Mallie Reeves, the well known old soldier of the Cross and one of the oldest citizens of Walnut, who was stricken down with paralysis, died Friday night Feb. 16th. The funeral was conducted on Sunday Feb. 18th by Rev. J. L. Hurdt, followed with short remarks by Dr. A. J. McDevitt, B. E. Guthrie and H. Chandler. He was then laid to rest in the Walnut cemetery on his 77th birthday. This ended the career of one of the most Godly and faithful men that we have ever known. He has done more good throughout Western North Carolina by his praying and singing in revival meetings, perhaps, than any other layman of his day. He deserves the praise of the following scripture. "Well done, thou good and faithful servant, thou has been faithful over a few things, I will make thee ruler over many things; enter thou into the joy of thy Lord."
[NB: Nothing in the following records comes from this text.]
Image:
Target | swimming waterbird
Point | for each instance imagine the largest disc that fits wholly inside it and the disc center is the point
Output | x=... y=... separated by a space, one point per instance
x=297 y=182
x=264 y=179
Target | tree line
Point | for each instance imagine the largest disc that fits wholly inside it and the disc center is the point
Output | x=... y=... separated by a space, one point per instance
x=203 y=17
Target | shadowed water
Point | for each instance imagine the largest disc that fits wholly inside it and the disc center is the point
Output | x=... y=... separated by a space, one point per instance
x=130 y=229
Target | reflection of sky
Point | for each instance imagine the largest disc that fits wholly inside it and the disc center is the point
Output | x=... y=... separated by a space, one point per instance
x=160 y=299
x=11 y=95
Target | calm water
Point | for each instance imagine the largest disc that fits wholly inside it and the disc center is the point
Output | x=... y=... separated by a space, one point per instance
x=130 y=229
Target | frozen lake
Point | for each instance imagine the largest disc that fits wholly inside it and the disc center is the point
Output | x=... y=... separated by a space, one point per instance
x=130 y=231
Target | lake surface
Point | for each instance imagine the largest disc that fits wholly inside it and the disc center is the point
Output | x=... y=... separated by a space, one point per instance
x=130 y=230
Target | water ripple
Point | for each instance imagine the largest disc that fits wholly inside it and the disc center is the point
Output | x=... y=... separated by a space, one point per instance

In the context of the history that I know, he was born the same year as Mark Twain (Samuel Clemens) and about five years after Emily Dickinson. Nathaniel Hawthorne was about 30 years old and writing some of his best short stories. Ralph Waldo Emerson would publish Nature the following year, in 1836. Closer to home when Mallie was born, the Cherokee were in the midst of trying to keep their homelands and avoid the Trail of Tears. Mallie died two months before the sinking of the Titanic and two years before the beginning of World War I.

I've heard that Mallie Reeves could be working in his fields or garden and somebody would come along the road to say he was needed to sing in a revival at such-and-such a church. He would drop everything and go to lead singing at the services. I wonder how that sat with my great-grandmother, whose name was, I think, Julina.

[I might have written about this before, but I wanted to get back to the blog and this was on my mind.]

3 Comments:

Blogger nbta said...

What a great obituary! I don't remember if you ever wrote about this before, but glad you did now.

6/18/2011  
Blogger ash said...

Hi, there! I came across your blog while searching for my great-grandfather. After reading the obituary of Mallie Reeves, I am sure that my GG, Rev. J.L. Hurdt of Walnut, is the man who conducted his funeral. I cannot find much info about my GG. Can you tell me what church Mr. Reeves attended or in what cemetery he was buried?

4/19/2012  
Blogger mac said...

Are you still out there? Somehow, I just saw your message.